71% of Queensland's land resource, or 1,234,099 km², is mainly suitable for grazing, while only 9% (157,696 km²) is Class A land suitable for intensive high-productivity agriculture. These data relate to a general assessment of soil and land resources, provided by the Queensland Department of Environment, Science and Innovation. The dataset was last updated on 2026-05-27.
Use Cases
- Modeling agricultural potential based on land suitability classes mentioned in the description
- Assessing regional land-use planning scenarios based on soil and land resource availability
- Analyzing the distribution of high-productivity agricultural land (Class A) versus grazing land
Strengths
- Provides specific area figures for land suitability classes (e.g., 1,234,099 km² for grazing).

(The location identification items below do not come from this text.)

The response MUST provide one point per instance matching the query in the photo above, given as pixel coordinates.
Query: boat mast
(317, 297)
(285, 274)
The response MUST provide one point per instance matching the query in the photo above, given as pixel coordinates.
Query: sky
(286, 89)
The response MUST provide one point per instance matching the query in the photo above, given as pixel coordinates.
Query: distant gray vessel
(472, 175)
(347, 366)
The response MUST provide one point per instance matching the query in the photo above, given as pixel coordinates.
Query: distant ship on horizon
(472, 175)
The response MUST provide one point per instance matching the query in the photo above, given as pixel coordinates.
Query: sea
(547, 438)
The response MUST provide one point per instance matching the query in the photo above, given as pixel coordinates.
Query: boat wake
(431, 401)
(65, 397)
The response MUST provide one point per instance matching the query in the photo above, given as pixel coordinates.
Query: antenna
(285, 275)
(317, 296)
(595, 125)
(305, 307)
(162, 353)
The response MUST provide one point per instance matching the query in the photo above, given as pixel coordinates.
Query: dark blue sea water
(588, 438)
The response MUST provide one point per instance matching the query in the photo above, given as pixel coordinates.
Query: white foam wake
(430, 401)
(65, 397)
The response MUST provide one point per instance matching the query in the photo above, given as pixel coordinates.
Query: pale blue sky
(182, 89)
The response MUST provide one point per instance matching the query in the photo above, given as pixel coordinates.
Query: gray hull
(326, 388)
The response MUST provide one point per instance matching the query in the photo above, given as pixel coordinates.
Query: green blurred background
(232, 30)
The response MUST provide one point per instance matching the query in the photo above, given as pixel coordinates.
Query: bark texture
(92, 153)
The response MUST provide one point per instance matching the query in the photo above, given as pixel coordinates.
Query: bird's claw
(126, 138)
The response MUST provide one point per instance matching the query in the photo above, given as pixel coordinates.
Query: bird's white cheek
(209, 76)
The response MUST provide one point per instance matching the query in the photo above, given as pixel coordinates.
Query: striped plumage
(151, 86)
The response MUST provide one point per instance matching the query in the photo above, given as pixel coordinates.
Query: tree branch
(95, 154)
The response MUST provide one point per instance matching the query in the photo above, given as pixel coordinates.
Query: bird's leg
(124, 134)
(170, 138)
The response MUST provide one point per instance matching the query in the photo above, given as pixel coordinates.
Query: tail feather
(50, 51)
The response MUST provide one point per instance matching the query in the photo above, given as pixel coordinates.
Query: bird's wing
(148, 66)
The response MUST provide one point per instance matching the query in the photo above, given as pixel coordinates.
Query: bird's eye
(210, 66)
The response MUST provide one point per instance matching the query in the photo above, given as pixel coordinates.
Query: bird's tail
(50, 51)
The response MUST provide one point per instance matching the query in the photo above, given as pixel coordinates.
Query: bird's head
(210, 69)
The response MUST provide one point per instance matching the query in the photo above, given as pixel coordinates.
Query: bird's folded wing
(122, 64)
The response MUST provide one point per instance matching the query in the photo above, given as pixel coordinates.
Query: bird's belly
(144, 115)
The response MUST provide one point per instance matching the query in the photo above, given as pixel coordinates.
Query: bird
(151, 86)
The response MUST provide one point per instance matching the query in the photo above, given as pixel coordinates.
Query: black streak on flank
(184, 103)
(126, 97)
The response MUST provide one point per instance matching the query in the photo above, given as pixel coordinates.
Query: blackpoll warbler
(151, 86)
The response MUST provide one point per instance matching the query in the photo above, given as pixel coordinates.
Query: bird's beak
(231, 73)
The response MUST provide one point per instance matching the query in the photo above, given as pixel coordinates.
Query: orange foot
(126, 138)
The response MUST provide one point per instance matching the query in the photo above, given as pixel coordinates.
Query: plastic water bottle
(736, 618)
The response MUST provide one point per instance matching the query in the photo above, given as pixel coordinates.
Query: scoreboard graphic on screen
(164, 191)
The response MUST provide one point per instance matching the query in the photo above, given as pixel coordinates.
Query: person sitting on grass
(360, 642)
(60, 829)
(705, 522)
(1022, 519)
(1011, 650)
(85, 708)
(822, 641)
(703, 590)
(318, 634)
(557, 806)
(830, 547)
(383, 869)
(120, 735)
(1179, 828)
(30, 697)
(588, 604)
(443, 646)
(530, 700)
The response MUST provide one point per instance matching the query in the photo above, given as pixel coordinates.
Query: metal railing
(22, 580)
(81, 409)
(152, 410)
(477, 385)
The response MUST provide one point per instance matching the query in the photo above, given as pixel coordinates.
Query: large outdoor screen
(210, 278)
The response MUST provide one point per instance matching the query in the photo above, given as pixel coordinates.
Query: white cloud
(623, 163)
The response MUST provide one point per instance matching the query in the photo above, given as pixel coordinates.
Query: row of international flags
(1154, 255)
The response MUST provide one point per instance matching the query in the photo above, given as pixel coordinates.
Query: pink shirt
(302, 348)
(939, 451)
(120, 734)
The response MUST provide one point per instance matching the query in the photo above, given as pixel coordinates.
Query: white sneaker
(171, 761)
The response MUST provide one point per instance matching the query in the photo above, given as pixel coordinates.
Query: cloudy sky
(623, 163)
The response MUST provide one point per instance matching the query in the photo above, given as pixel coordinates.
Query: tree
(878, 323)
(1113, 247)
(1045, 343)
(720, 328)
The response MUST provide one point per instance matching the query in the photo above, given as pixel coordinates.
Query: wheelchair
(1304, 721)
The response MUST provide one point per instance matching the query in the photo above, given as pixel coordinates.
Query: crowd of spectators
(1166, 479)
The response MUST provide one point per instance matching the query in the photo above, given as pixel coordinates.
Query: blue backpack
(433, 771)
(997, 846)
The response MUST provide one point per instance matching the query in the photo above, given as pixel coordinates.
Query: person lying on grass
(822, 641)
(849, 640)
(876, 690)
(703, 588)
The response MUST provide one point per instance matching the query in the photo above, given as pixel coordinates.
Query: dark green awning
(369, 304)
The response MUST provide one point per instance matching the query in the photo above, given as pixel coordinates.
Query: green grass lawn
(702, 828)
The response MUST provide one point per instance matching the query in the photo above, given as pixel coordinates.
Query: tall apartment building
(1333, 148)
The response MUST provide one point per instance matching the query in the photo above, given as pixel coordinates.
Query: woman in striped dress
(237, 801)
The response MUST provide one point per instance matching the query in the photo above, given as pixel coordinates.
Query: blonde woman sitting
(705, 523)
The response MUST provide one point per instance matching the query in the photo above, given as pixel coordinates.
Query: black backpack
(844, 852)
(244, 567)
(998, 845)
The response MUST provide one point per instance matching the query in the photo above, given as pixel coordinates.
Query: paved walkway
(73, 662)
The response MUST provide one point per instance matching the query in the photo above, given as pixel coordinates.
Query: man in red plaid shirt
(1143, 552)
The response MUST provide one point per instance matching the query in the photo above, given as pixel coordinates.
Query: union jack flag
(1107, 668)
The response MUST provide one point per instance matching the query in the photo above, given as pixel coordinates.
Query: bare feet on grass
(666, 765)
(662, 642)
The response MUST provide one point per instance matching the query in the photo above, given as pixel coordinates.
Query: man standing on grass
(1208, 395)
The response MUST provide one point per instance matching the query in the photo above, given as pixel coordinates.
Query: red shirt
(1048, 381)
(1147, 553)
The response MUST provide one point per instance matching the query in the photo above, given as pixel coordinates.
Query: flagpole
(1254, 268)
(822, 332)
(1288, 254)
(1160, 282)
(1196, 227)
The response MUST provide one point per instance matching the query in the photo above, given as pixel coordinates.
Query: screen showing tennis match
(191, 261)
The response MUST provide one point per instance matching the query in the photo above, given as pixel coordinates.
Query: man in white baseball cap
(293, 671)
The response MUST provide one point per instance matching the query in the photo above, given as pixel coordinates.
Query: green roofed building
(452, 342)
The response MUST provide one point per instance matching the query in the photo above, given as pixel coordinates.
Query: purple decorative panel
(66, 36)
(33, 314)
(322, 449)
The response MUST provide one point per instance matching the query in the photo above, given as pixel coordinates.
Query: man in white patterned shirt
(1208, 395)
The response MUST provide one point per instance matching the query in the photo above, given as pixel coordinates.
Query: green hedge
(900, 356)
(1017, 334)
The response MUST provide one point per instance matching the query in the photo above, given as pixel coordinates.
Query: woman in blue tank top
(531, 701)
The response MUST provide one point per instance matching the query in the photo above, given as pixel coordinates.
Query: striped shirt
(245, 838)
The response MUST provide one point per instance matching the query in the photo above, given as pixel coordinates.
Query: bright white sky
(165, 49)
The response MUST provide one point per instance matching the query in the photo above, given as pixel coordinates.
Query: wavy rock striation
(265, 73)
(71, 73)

- Includes a defined high-productivity land category (157,696 km² of Class A land).
- Explicitly notes that agricultural production is affected by seasonal rainfall and water availability, adding context.
Limitations
- Column-level documentation is absent; field semantics must be inferred after download.
- Row count is unknown, which may limit suitability assessment.
- Description metadata is limited; actual data quality requires manual inspection after download.
Provenance
- Source
- [email protected], Queensland Department of Environment, Tourism, Science and Innovation
- Collection Method
- General assessment of soil and land resources.
- Freshness
- Last updated 2026-05-27 14:29:15.200314; freshness should be verified.